REPUBLIKA.CO.ID, DENPASAR -- Sektor pertanian selama puluhan tahun terakhir tetap saja tak kebal inflasi. Menjelang akhir tahun ini, Nilai Tukar Petani (NTP) di sembilan kota utama di Jawa, Bali, dan Nusa Tenggara mengalami penurunan dan mencatat angka negatif, kecuali Jawa Barat yang tetap naik tipis 0,14 persen.
"Sektor pertanian memang tak kebal inflasi. Biaya yang dikeluarkan petani untuk kebutuhan lahan pertaniannya tetap saja lebih besar dibandingkan hasil yang mereka produksi," ujar Kepala Badan Pusat Statistik (BPS) Bali, Panusunan Siregar dijumpai di kantornya, Senin (1/12).
NTP petani di Bali tercatat -0,66 persen, sama dengan NTT dan disusul NTB -0,39. Berikutnya, NTP petani di Banten -0,08 persen, Jawa Timur -019 persen, Yogyakarta -1,51 persen, Jawa Tengah -0,16, dan DKI Jakarta -1,66 persen.
Panusunan mengimbau pemerintah daerah, khususnya Bali untuk mengantisipasi penyebab inflasi yang setiap tahunnya relatif sama. Ia mencontohkan, Bali cenderung mengalami inflasi tinggi diawal tahun, di pertengahan tahun atau sekitar Juni-Juli, dan diakhir tahun.
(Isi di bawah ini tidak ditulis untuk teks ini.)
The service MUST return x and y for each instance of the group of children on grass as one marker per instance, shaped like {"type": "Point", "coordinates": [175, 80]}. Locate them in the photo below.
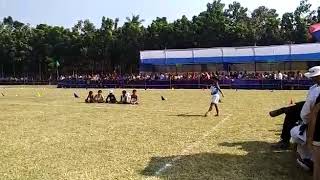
{"type": "Point", "coordinates": [125, 98]}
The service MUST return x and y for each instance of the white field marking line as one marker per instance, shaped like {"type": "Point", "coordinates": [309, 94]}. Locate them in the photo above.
{"type": "Point", "coordinates": [190, 147]}
{"type": "Point", "coordinates": [73, 106]}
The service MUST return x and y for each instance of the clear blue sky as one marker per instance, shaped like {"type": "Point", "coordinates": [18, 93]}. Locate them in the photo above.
{"type": "Point", "coordinates": [68, 12]}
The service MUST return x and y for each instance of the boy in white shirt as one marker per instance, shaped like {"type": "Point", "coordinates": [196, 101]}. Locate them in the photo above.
{"type": "Point", "coordinates": [214, 89]}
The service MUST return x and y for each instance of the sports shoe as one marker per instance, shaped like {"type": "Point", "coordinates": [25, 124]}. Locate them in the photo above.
{"type": "Point", "coordinates": [306, 164]}
{"type": "Point", "coordinates": [281, 145]}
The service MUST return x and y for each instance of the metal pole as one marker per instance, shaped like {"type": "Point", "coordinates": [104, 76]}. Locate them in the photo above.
{"type": "Point", "coordinates": [57, 73]}
{"type": "Point", "coordinates": [2, 74]}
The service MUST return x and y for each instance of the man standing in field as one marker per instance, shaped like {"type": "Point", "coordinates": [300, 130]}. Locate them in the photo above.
{"type": "Point", "coordinates": [214, 89]}
{"type": "Point", "coordinates": [299, 133]}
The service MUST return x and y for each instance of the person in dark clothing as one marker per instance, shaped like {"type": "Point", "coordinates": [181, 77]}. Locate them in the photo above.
{"type": "Point", "coordinates": [90, 98]}
{"type": "Point", "coordinates": [98, 98]}
{"type": "Point", "coordinates": [292, 118]}
{"type": "Point", "coordinates": [134, 97]}
{"type": "Point", "coordinates": [111, 98]}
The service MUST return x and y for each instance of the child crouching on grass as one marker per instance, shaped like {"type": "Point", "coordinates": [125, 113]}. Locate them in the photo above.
{"type": "Point", "coordinates": [99, 98]}
{"type": "Point", "coordinates": [90, 98]}
{"type": "Point", "coordinates": [134, 98]}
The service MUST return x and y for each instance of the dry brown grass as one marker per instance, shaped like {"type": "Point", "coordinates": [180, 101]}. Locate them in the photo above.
{"type": "Point", "coordinates": [56, 136]}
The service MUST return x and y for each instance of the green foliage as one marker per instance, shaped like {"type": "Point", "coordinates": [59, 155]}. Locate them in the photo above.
{"type": "Point", "coordinates": [84, 48]}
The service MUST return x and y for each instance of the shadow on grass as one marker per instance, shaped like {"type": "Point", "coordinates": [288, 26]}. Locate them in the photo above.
{"type": "Point", "coordinates": [188, 115]}
{"type": "Point", "coordinates": [259, 162]}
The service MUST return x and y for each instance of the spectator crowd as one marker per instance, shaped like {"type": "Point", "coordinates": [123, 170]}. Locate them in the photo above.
{"type": "Point", "coordinates": [190, 76]}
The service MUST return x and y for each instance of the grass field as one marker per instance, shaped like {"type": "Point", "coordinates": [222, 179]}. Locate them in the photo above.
{"type": "Point", "coordinates": [56, 136]}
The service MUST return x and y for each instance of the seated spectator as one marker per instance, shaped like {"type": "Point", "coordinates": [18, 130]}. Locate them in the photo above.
{"type": "Point", "coordinates": [98, 98]}
{"type": "Point", "coordinates": [111, 98]}
{"type": "Point", "coordinates": [124, 99]}
{"type": "Point", "coordinates": [90, 98]}
{"type": "Point", "coordinates": [134, 97]}
{"type": "Point", "coordinates": [313, 140]}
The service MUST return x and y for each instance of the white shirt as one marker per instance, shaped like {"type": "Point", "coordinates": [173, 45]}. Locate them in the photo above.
{"type": "Point", "coordinates": [312, 96]}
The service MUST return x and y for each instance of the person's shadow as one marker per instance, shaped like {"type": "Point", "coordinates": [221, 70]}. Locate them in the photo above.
{"type": "Point", "coordinates": [258, 161]}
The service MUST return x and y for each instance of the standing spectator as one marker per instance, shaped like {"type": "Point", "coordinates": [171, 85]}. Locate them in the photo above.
{"type": "Point", "coordinates": [111, 98]}
{"type": "Point", "coordinates": [299, 133]}
{"type": "Point", "coordinates": [99, 98]}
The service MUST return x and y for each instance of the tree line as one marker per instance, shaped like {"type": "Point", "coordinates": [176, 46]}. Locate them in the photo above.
{"type": "Point", "coordinates": [38, 51]}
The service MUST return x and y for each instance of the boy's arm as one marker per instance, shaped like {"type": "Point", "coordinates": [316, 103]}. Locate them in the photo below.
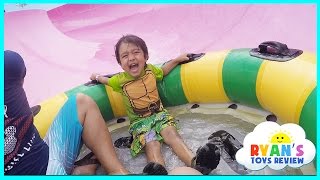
{"type": "Point", "coordinates": [166, 68]}
{"type": "Point", "coordinates": [99, 78]}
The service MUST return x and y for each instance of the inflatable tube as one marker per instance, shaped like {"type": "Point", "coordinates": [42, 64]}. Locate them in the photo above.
{"type": "Point", "coordinates": [287, 89]}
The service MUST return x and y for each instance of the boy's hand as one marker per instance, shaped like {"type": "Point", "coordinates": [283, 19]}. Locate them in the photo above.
{"type": "Point", "coordinates": [181, 58]}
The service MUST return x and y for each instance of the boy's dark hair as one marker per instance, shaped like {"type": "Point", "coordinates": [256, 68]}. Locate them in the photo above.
{"type": "Point", "coordinates": [134, 40]}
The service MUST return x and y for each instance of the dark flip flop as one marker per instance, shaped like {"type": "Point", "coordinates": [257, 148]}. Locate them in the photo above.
{"type": "Point", "coordinates": [123, 142]}
{"type": "Point", "coordinates": [87, 160]}
{"type": "Point", "coordinates": [275, 51]}
{"type": "Point", "coordinates": [229, 146]}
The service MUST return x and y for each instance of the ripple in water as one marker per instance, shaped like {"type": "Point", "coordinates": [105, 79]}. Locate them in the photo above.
{"type": "Point", "coordinates": [194, 128]}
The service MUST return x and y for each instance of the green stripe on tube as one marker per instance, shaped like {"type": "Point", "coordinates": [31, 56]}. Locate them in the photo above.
{"type": "Point", "coordinates": [239, 75]}
{"type": "Point", "coordinates": [170, 89]}
{"type": "Point", "coordinates": [99, 95]}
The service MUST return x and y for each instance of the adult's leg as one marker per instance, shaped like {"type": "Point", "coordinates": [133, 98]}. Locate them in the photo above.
{"type": "Point", "coordinates": [174, 140]}
{"type": "Point", "coordinates": [96, 135]}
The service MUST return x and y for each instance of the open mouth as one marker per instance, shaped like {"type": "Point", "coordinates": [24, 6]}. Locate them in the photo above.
{"type": "Point", "coordinates": [133, 67]}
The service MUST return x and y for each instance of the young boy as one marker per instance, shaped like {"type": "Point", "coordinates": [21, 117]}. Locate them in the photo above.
{"type": "Point", "coordinates": [150, 123]}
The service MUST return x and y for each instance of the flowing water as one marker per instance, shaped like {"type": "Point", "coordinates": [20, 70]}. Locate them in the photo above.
{"type": "Point", "coordinates": [194, 128]}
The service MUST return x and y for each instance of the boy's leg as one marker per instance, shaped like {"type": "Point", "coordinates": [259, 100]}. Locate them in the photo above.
{"type": "Point", "coordinates": [207, 157]}
{"type": "Point", "coordinates": [155, 160]}
{"type": "Point", "coordinates": [96, 135]}
{"type": "Point", "coordinates": [174, 140]}
{"type": "Point", "coordinates": [153, 152]}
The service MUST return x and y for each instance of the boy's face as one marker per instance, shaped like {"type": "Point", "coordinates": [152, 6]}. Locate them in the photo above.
{"type": "Point", "coordinates": [132, 59]}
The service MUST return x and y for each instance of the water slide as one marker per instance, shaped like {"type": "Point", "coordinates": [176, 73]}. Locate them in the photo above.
{"type": "Point", "coordinates": [63, 46]}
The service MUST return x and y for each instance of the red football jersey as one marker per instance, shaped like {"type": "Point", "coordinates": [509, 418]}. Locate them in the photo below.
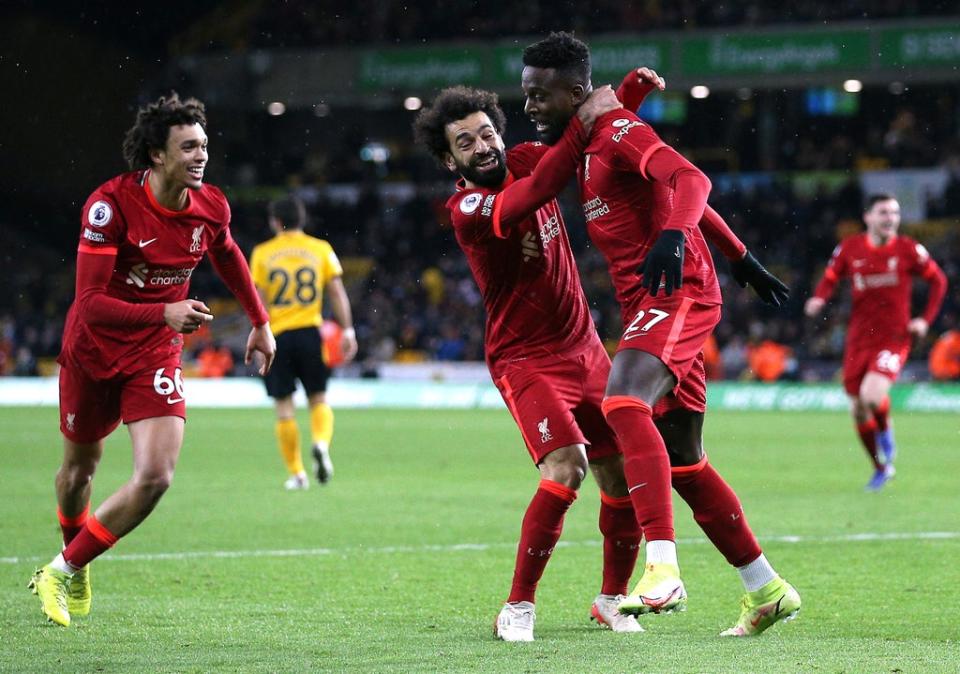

"Jika sudah mengetahui itu, maka pemda hendaknya menjaga suplai dan permintaan supaya tidak terjadi kelangkaan dan tak juga terjadi kelebihan suplai. Misalnya, inflasi Juni-Juli didorong komoditas hortikultura, maka 3-4 bulan sebelumnya, pemda bisa menggalakkan penanaman cabai dan tanaman hortikultura lainnya," ujar Panusunan.
Jumlah petani di Bali semakin sedikit dan rata-rata mereka adalah petani gurem atau petani dengan kepemilikan lahan rata-rata di bawah 0,5 hektare (ha). Oleh sebabnya, kata Panusunan, pemda perlu mendorong mereka mengoptimalkan lahan yang ada, tak melulu menambah luasan lahan pertanian yang terkesan sulit.
Luas lahan yang kecil disesuaikan dengan komoditas yang pas. Petani gurem tak hanya bertanam ubi jalar, melainkan mengganti atau mengombinasikannya dengan komoditas lain, seperti cabai, bawang, atau sayuran.
Sensus pertanian 2013 menunjukkan ada sekitar 408.233 rumah tangga petani di Bali. Jumlah ini menurun 17,09 persen dibandingkan dengan 492.394 rumah tangga petani pada 2003.